In questo contesto così complesso e difficile Coopi opera da quasi mezzo secolo: la Ong fondata a Milano da padre Vincenzo Barbieri è presente in modo continuativo ed è ben radicata in Repubblica democratica del Congo dal 1977, dove svolge attività di protezione, prevenzione e contrasto della malnutrizione e promozione della sicurezza alimentare, con particolare attenzione alle donne vittime di violenza di genere, ai bambini reclutati come soldati e ad altre violazioni dei diritti umani.

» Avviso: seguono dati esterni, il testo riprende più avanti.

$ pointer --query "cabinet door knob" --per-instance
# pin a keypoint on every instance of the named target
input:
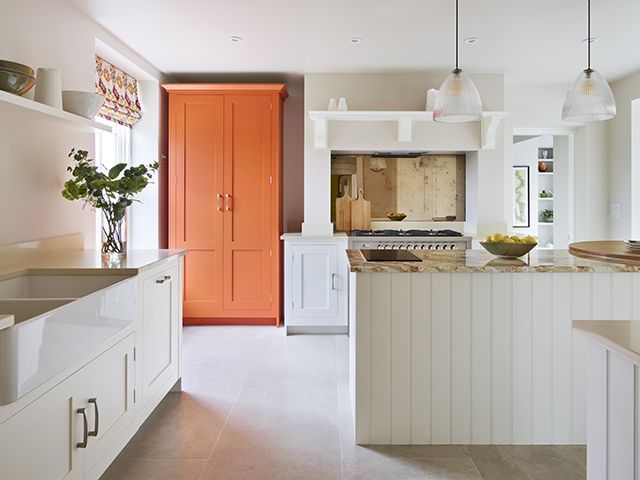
(85, 430)
(96, 423)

Nel Nord Kivu, in particolare, Coopi è impegnata in un progetto multisettoriale che ha l'obiettivo di migliorare le condizioni di vita degli sfollati e di tutte le persone colpite dal conflitto armato agendo su due fattori: il contrasto alla denutrizione dei bambini fino a 5 anni - un problema grave e diffuso che compromette la crescita dei più piccoli - e l'istruzione scolastica dei bambini sfollati che vivono in alcuni insediamenti e che, altrimenti, avrebbero difficoltà ad accedere alla scuola. La Ong opera sul campo con un partner locale, l'organizzazione Expertise humanitaire et sociale. Il progetto è partito a luglio scorso e ha la durata di un anno. In questi mesi - come riconoscono molti degli stessi beneficiari, le famiglie sfollate, le madri di bambini salvati dalla denutrizione - molti passi avanti sono stati compiuti e l'intervento della Ong italiana ha già fatto la differenza. Ma tanto resta ancora da fare, per aiutare i più piccoli, i più vulnerabili, le prime vittime di uno dei grandi conflitti dimenticati del mondo, a crescere in sicurezza e avere un futuro. Per informazioni: www.coopi.org
(Foto in alto: alcuni membri di Coopi RDC con le mamme e i loro bambini curati dalla denutrizione nell'Ospedale generale regionale di Nyiragongo)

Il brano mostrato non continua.